You might feel as I do, that as the pace of our days has quickened, we rarely make room for anticipation in our lives. Experiences move past us one after another, with little time to hope or wonder about the future, and even less time to reflect on pleasures of the past. Yet in our flurry, we may be missing an aspect of life that is beautiful and essential; planning, looking ahead, and preparing for what’s to come enlarges our experience and, as it does, it deepens every satisfaction.
It pays to look for ways to welcome anticipation back into our lives and, in the summer kitchen, making pickles is one way to do this. The process of making pickles slows us down because it unfolds over days or weeks and can’t be rushed. It is a process that has a beginning, middle, and end, and with each phase expectation builds.
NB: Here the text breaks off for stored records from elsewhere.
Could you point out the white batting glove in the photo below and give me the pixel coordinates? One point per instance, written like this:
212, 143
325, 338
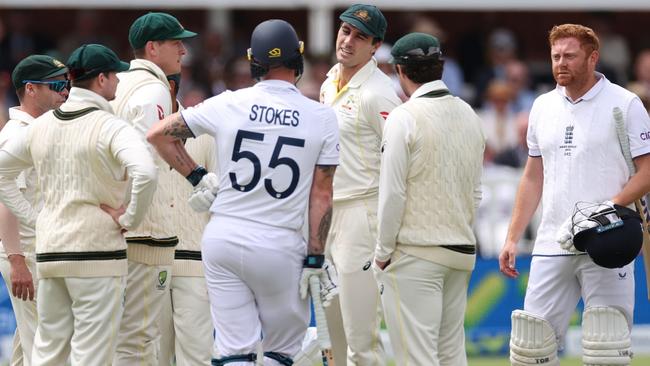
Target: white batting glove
329, 280
204, 193
579, 221
317, 265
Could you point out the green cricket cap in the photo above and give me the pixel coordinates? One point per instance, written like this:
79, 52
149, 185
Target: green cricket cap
415, 47
156, 27
89, 60
37, 68
366, 18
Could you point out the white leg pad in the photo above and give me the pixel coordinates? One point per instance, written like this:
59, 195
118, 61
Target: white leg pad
605, 337
532, 340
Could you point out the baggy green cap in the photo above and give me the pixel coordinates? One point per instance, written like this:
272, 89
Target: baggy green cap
415, 47
156, 27
366, 18
38, 68
89, 60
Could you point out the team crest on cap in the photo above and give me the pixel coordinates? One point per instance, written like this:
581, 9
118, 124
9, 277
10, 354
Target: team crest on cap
363, 15
275, 52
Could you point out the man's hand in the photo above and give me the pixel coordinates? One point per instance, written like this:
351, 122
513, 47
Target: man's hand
507, 260
329, 280
204, 193
115, 213
22, 284
381, 265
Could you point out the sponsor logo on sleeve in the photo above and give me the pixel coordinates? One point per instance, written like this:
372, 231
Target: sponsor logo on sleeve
161, 112
645, 136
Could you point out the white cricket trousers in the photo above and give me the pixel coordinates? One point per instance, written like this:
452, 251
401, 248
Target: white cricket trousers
139, 338
185, 324
351, 241
25, 313
253, 274
556, 284
424, 307
79, 318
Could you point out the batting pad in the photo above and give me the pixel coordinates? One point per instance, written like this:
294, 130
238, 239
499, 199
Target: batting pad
532, 340
605, 337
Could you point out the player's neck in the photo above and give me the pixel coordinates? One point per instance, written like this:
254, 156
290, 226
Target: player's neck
281, 73
32, 110
577, 91
346, 73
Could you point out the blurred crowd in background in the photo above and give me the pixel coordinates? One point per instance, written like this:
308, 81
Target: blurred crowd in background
488, 70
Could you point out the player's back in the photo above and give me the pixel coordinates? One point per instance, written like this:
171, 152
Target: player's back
269, 139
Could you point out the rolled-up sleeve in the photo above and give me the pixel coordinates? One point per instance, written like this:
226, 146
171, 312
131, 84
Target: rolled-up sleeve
392, 181
14, 158
131, 151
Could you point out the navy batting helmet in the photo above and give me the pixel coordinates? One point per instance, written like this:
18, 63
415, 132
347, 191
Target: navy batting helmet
275, 43
615, 241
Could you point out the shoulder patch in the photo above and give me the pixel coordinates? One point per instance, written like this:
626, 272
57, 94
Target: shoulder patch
161, 113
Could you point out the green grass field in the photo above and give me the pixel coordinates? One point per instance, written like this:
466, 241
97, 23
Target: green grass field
485, 361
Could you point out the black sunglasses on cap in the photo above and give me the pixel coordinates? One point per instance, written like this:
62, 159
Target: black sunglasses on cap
54, 85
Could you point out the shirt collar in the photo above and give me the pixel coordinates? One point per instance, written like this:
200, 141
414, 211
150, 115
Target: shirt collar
590, 94
17, 114
277, 85
358, 78
83, 98
428, 87
140, 63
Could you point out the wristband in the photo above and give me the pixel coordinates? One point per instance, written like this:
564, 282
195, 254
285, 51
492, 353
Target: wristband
196, 175
314, 261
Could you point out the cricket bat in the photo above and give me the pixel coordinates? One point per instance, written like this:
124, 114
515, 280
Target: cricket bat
640, 204
321, 322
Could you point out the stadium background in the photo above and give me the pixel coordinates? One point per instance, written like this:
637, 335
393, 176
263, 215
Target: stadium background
479, 38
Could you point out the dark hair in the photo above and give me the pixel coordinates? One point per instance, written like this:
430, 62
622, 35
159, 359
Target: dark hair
86, 83
423, 71
20, 92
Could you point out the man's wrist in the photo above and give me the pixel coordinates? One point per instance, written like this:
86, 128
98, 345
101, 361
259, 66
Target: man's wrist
314, 261
196, 175
16, 257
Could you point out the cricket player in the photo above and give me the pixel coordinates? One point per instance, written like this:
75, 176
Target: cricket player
185, 323
362, 96
429, 189
277, 152
144, 97
83, 157
575, 156
41, 85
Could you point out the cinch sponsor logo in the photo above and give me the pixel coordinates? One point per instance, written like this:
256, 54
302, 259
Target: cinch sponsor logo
275, 52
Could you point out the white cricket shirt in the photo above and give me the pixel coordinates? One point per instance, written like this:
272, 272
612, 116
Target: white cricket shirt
269, 139
361, 107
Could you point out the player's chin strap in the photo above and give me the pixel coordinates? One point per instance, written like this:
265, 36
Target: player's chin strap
252, 357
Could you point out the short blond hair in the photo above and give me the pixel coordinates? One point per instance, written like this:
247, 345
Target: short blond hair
585, 35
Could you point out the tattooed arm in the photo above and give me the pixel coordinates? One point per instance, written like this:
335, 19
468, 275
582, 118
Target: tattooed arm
167, 137
320, 208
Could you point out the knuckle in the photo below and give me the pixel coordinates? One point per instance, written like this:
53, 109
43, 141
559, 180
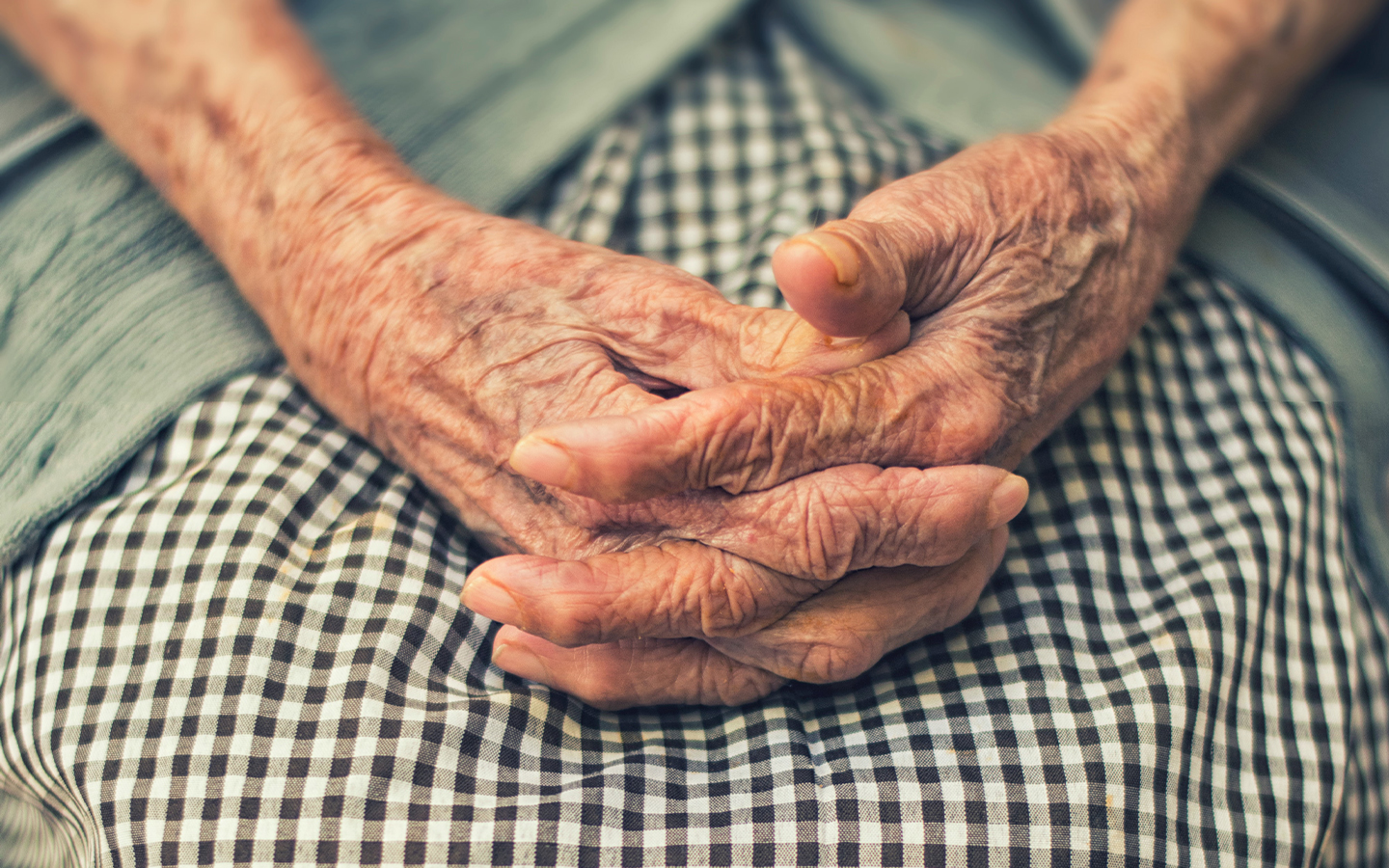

There is, of course, a familiar and circular challenge. Making pickles takes time when we have none to spare. But pickle making is unique among many kitchen endeavors in that it allows us to rely on an invisible team of helpmates, the bacterial cultures that make fermentation happen. These cultures move our labors along and toil for us as we tend to other tasks. Once we establish a home for them, we have the pleasure of observing their work–marveling at their bubbles, smelling, poking, and tasting from time to time.
What’s better is that if you are at home as much as I am, you will appreciate experiencing adventure without ever leaving your kitchen because pickle making is an endless source of mystery and wonder. The process is fascinating; it is also the cherished source of a quiet and particular kind of excitement.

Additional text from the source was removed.